Percebeu-se, durante tal experiência do consumidor, como tivemos a oportunidade de apontar em outros artigos, que os sistemas e relações entre as casas bancárias e demais instituições é tudo, menos transparente. Ocorre que pouca luz se joga na discussão. Talvez com o advento da Lei Geral de Proteção de Dados o panorama se modifique para melhor.
No passado, era comum um consumidor ser “pesquisado” por dezenas de empresas, num banco de dados formado por outras dezenas de fontes, do qual nunca sequer teve acesso ou pôde pleitear esclarecimento sobre as fórmulas e estatísticas, vez que se trata de propriedade intelectual das empresas detentoras dos seus dados pessoais sensíveis, que por vezes, acaba sendo “negativado”.
Tratamos, em outro momento, da ilegalidade da manutenção do “score” em patamares negativos mesmo após decisão judicial liminar ou definitiva que determina suspensão ou cancelamento da dívida que levou à negativação, mas nos parece que não teve efeito e continuam as irregularidades, infelizmente.

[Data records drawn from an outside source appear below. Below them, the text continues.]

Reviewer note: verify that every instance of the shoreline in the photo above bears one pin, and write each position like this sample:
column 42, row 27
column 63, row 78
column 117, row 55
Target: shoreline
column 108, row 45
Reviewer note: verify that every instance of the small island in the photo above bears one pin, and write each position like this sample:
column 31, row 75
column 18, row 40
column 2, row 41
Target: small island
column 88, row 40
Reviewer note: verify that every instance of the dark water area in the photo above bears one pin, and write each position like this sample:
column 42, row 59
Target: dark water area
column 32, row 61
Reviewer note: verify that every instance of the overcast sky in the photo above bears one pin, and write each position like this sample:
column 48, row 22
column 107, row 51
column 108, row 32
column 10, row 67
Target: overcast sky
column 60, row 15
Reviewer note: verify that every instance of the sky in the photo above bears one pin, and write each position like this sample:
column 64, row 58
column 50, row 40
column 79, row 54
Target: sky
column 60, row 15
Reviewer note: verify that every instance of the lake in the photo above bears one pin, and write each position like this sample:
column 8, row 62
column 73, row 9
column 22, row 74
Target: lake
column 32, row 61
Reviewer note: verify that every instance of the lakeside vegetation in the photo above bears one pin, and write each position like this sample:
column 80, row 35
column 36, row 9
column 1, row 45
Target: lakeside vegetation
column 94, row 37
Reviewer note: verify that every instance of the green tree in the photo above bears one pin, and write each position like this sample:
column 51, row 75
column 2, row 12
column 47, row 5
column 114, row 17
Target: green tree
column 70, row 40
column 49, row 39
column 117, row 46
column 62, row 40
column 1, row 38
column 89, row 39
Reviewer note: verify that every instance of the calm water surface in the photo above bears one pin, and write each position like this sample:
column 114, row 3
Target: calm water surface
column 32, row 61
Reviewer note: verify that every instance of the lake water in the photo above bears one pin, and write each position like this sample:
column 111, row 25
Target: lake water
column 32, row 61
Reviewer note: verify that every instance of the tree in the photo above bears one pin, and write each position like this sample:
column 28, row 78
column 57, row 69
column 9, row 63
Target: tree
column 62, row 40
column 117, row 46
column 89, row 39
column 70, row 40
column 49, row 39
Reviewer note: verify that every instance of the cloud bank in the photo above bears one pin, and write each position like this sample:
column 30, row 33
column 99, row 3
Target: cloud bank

Ante tantos exemplos da opacidade tremenda nos casos de tratamento de dados sem consentimento do consumidor e das confirmações de legalidade de tais métodos sombrios pelo Judiciário Brasileiro, resta-nos alertar para a possível mudança de paradigmas e do aumento da responsabilização das empresas de banco de dados creditícios (ditos órgãos de proteção ao crédito), que hoje funcionam como um mercado de dados sensíveis e também, inversamente, de venda de vigilância dos dados que as próprias empresas comercializam na forma de “negativações”.
Finalizando, é importante que o consumidor veja claramente que a sua declaração de vontade é primordial para esses bancos de dados existam e operem com suas informações pessoais e de crédito e que a falta de transparência dessas instituições pode ser discutida no âmbito judicial.
As inovações são bem-vindas, e, como dito, estão se alinhando com as premissas da Lei Geral de Proteção de Dados e os novos paradigmas sociais que devem se impor na Era do Capitalismo de Vigilância, e é imprescindível que os sistemas e operações sigam a mesma linha.